Bazen doğru rengi yansıtmak için doğru ışığın bize yönelmesi gerekir, Işık, renkler ve yansıma doğru kelimeler. Siz herkesçe yanlışlığı kabul edilmişin içerisindeyken, biri gelir, size ışık olur ve siz tüm doğruluğunuzla kalkarsınız düştüğünüz yerden. Mesele düşmemek değil, mesele kalkabilmek der bu kitap. Mesele düştüğün yerdeki taşları görmek, en değerlisi en derinindedir belki de. Denizin ve senin batman gerekiyordur ya ona ulaşmak için. İşte batarken kendinde olmalısın ki onu gördüğünde fark edebilesin. Ve ne olursa olsun ama her ne olursa, yaşadığını hissedebilmelisin doğrusuyla yanlışıyla. Yaşayan ölülerin arasındaki ölürcesine yaşayanlara yazılmış bir kitaptır bu.
“Bir tebeşir var. Tebeşirin kimin elinde olduğu önemli değil. Ama tebeşiri tutan, senin hareket alanının sınırlarını çizecek güce sahip. Sınırların içinde her şeye izin var. Dışındaysa her şey yasak. Sınırlar dışına çıkamazsan yaşayamazsın, Bunu böyle bil.
“Eğer her şeyi mantıkla çözersek, o zaman kanatlarımızdan da, çılgınlıklarımızdan da, dostluklarımızdan da vazgeçmeliyiz”
“Bir çok değil, sadece tek bir hayatım var.”

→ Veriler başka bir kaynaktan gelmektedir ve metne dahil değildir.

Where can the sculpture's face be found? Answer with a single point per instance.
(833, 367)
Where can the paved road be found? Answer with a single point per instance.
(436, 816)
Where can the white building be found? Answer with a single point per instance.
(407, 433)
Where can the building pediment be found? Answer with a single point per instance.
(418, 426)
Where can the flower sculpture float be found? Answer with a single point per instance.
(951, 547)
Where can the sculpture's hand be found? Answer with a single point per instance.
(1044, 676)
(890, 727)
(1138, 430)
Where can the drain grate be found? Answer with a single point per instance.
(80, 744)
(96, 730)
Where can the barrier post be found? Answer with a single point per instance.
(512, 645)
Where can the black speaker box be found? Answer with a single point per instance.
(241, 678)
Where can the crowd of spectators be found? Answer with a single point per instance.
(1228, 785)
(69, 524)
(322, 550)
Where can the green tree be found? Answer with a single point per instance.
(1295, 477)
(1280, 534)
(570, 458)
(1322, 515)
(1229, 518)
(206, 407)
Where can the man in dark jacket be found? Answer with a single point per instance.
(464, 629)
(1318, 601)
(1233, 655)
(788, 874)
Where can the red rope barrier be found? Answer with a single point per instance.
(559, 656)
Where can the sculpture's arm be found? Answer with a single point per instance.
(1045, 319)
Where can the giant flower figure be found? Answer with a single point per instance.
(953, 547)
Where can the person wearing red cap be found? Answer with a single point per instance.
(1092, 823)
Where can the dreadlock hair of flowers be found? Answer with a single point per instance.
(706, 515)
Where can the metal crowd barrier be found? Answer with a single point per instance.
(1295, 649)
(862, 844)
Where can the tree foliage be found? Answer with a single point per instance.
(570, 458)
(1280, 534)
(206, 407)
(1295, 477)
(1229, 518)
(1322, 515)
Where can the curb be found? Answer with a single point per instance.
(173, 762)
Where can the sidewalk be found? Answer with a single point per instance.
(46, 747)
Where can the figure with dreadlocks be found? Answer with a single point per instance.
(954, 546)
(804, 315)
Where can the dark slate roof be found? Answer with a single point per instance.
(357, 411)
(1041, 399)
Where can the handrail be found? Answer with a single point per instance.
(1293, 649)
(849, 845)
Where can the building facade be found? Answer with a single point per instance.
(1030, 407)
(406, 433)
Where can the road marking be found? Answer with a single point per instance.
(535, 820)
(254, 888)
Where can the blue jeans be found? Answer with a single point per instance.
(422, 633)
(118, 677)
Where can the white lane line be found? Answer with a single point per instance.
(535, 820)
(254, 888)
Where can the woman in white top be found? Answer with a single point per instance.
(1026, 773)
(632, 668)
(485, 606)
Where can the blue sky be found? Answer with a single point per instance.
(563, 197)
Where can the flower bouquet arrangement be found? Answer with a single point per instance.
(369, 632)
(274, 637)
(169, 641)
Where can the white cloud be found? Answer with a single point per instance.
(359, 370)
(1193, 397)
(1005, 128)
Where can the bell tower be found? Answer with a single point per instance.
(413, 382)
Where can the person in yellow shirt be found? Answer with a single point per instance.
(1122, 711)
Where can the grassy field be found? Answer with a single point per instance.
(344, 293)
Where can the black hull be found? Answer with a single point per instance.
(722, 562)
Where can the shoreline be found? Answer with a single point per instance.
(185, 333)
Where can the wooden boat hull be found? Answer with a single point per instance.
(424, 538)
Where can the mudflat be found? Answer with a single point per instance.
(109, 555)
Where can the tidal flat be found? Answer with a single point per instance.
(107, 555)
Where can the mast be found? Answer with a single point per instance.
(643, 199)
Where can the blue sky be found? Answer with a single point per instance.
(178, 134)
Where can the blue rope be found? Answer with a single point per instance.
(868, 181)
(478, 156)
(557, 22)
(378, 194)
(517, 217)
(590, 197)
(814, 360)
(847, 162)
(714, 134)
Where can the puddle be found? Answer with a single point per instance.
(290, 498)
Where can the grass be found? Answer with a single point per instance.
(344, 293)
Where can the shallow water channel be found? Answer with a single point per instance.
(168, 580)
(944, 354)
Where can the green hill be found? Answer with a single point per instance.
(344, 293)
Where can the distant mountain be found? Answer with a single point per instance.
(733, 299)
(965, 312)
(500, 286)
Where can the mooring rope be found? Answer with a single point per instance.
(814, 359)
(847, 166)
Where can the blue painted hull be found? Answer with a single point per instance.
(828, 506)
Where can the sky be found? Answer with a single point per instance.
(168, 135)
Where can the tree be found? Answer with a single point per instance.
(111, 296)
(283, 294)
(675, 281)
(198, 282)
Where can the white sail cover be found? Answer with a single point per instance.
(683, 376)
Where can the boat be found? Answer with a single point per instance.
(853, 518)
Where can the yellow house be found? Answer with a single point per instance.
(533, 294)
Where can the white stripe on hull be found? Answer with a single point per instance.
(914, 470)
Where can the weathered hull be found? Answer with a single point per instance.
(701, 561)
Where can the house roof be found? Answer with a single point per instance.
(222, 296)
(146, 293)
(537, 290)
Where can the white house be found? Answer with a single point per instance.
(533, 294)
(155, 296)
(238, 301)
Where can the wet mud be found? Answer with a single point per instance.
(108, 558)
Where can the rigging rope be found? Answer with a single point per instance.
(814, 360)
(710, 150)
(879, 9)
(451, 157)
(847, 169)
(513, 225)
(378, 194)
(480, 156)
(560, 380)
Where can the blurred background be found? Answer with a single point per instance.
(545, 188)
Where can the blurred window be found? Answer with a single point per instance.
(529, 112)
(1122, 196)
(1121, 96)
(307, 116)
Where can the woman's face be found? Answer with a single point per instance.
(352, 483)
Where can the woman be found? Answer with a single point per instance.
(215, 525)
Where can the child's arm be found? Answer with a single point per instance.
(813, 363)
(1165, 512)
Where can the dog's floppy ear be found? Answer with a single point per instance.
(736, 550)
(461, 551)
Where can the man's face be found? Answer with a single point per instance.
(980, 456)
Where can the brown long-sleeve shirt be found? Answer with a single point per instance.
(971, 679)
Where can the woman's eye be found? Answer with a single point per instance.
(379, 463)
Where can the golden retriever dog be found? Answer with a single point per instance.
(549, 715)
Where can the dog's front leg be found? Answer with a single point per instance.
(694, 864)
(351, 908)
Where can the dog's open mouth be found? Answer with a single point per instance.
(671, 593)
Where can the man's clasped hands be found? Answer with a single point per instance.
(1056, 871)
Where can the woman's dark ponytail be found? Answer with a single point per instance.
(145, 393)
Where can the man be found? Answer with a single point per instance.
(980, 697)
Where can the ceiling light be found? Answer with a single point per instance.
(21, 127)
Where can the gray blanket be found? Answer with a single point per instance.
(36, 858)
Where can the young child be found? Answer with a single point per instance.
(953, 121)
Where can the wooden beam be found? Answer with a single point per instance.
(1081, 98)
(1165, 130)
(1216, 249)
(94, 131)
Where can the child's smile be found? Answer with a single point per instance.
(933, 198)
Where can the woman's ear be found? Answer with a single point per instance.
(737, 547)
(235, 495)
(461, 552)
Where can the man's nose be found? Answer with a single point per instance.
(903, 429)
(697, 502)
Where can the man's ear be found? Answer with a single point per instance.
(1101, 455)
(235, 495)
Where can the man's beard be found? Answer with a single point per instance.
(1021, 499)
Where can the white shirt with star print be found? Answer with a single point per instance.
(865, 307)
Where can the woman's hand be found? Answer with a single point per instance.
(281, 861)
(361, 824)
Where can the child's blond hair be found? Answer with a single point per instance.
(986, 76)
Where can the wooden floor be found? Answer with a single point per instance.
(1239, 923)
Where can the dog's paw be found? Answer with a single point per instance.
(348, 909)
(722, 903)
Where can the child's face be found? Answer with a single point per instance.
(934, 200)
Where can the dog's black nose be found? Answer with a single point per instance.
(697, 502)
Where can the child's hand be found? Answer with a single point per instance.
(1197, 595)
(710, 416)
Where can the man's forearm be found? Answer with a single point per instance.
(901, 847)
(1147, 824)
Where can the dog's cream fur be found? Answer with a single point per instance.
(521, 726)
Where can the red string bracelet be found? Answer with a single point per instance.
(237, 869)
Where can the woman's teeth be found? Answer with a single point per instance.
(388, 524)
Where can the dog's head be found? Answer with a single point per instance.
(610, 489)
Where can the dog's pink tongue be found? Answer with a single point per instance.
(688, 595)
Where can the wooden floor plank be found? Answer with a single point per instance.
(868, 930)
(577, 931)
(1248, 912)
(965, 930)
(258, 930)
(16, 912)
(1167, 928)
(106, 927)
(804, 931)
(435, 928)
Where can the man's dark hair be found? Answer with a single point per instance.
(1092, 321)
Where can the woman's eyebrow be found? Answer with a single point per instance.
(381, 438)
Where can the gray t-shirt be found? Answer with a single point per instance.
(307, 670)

“Neden hayatın bir anlamı olsun ki? Anlama ne gerek var? Hiç bir anlamı yok. Olur da hayata bir anlam verirsen doğallığı öldürüp anlam içinde hapsolursun. Bir anlam aramaktan, anlamdan konuşanları duymaktan bıktım. ha siktir!”
“Devam et bakalım. Hayatında bir kere olsun bir bahane bulmaya çalışma, bu ana önceden hazırlanma, bu anı mahvetme. Cetvel ve hesapları bir kenara bırakıp, kendine doğru git. Aptal!”
“Benim günahıma okuduğum kitaplar girdi. bunu böyle düşün. beni baştan çıkardılar, günahıma girdiler.”
“Sefil düşünceler ve küçüklükler arasında kaybolup, hayattaki büyük sırrı çözemedik, soru da cevapsız ve acımasız kalakaldı. Nasıl yaşadın, neden öyle yaşadın, neyi yapabilecekken yapmadın, başka bir yol, başka bir anlam arıyordun, yanlış zilleri, yanlış kapıları çaldın, yanlış yollara saptın yanlış insanları sevdin, yanlış yataklarda uyudun, yanlış evlerde yaşadın. Neden hayal ettiklerini, düşündüklerini bu kadar küçümsüyorsun?”
İşte bu kitap da Luis’in bahsettiği gibi okuyucunun günahına girebilecek kitaplardan.